TBG6 website 2003:電子入札の国際標準化を加速させる情報プラットフォームの構築
2000年代初頭、インターネットの爆発的な普及に伴い、建設産業における公共事業の調達プロセスも大きな転換期を迎えていました。
本プロジェクトは、
一般財団法人日本建設情報総合センター(JACIC) および
一般財団法人港湾空港建設技術サービスセンター(SCOPE) が推進する「e-Tendering ebXML 標準化プロジェクト」の広報を目的としたWebデザイン・UI/UX設計プロジェクトです。
当時、産業横断的な電子入札におけるビジネスプロセスや情報エンティティ(情報の構成要素)の国際標準化は、日本の建設業界がグローバルな競争力を維持するために不可欠な課題でした。
本サイトは、国土交通省が運用する「電子入札システム」の普及や、電子入札コアシステム開発コンソーシアムの活動を支援するための情報ハブとして機能することを目指し、極めて公共性の高い情報をいかに正確かつ迅速に伝達するかという視点から設計を行いました。
情報の信頼性を担保する5W1Hに基づいた情報設計
本プロジェクトにおいて最も重視したのは、情報の透明性とアクセシビリティの両立です。
特に「e-Tendering ebXML 標準化プロジェクト」のような専門性の高い国際プロジェクトにおいては、情報の受け手が「誰が、何を、いつ、どこで、なぜ、どのように」行っているのかを瞬時に理解できる構造が必要でした。
ebXML規格に基づくビジネスプロセスの可視化: 国際標準であるebXML(Electronic Business using eXtensible Markup Language)を用いた電子入札の仕組みを、専門技術者だけでなく政策決定者や一般事業者にも理解しやすいよう、階層化されたナビゲーションと図解を組み合わせたUIで構築しました。

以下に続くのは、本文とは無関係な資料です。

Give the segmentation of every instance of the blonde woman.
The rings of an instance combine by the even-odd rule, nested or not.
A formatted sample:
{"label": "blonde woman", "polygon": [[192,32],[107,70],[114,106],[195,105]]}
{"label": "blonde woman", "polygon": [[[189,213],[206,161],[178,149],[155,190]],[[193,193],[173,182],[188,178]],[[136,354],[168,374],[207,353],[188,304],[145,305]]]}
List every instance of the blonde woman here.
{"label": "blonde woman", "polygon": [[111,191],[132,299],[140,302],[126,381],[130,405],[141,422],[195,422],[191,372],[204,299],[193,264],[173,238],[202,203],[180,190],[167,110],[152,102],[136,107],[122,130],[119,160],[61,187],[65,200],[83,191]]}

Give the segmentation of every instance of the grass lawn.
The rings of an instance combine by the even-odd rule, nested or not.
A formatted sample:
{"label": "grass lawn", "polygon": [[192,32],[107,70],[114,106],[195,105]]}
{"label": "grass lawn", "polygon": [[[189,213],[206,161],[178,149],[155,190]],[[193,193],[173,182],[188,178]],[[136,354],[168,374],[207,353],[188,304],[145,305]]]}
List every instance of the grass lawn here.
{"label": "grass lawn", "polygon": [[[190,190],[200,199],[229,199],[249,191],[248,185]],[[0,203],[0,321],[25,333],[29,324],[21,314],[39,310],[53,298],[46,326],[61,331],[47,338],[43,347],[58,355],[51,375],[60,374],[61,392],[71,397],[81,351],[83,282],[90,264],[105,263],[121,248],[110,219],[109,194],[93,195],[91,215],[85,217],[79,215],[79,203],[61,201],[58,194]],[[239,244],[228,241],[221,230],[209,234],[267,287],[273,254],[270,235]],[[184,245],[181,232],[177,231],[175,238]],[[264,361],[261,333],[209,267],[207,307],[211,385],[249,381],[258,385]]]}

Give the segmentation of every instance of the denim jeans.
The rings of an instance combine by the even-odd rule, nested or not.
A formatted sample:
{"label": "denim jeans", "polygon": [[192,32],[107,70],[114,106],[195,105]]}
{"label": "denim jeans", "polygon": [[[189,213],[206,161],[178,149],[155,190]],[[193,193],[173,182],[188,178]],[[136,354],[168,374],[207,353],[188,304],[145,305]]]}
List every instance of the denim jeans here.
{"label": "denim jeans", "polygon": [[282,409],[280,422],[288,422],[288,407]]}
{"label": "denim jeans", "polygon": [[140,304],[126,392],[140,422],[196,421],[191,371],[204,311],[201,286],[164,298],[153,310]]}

官民連携を支えるコンソーシアムのハブ機能: JACICおよびSCOPEという、日本の建設ITを牽引する両財団の役割を明確に定義。電子入札コアシステムの導入支援を円滑化するため、資料ダウンロード(PDF形式のパンフレット等)への導線を最適化し、ユーザーの目的達成率を高める設計を施しました。
時系列と重要度に応じたコンテンツ・ヒエラルキー(ハイアラーキー): 2001年から開始された国土交通省の施策と、2003年までのプロジェクト期間における動向を整理。最新の活動情報とアーカイブ資料を明確に分けることで、情報の鮮度を保ちながら、標準化プロジェクトの変遷を体系的に把握できる構造を追求しました。
公共機関に求められる堅実なビジュアル・アイデンティティ: 信頼感と先進性を象徴するカラーパレットを採用。過度な装飾を排し、情報の読み取りを妨げないタイポグラフィとグリッドシステムを用いることで、公的機関が発信する情報としての「正当性」をデザインによって裏付けました。
UI/UXデザインを通じた「業界標準」への寄与
本Webサイトのデザイン・構築プロセスにおいて、私は単なる情報のビジュアル化に留まらず、建設業界のデジタル・トランスフォーメーション(DX)の黎明期におけるコミュニケーションのあり方を再定義しました。
複雑な標準化の工程や、複数の団体が関わるコンソーシアムの意志を一つのプラットフォームに集約することは、情報設計における高度な論理的思考を必要としました。
結果として、本サイトは「e-Tendering ebXML 標準化プロジェクト」の意義を広く周知し、産業横断的な電子入札の普及に寄与する重要な広報基盤となりました。
5W1Hという情報伝達の原点に立ち返りつつ、ebXMLのような高度な技術概念をユーザーに届けるという試みは、現在のUI/UXデザインにおける「情報の整理とユーザー体験の最適化」という本質的な課題に対する一つの解答であったと考えています。
今後も、技術的な専門性とユーザーの理解を繋ぐブリッジとして、信頼性の高いデジタル・プロダクトの創出に邁進してまいります。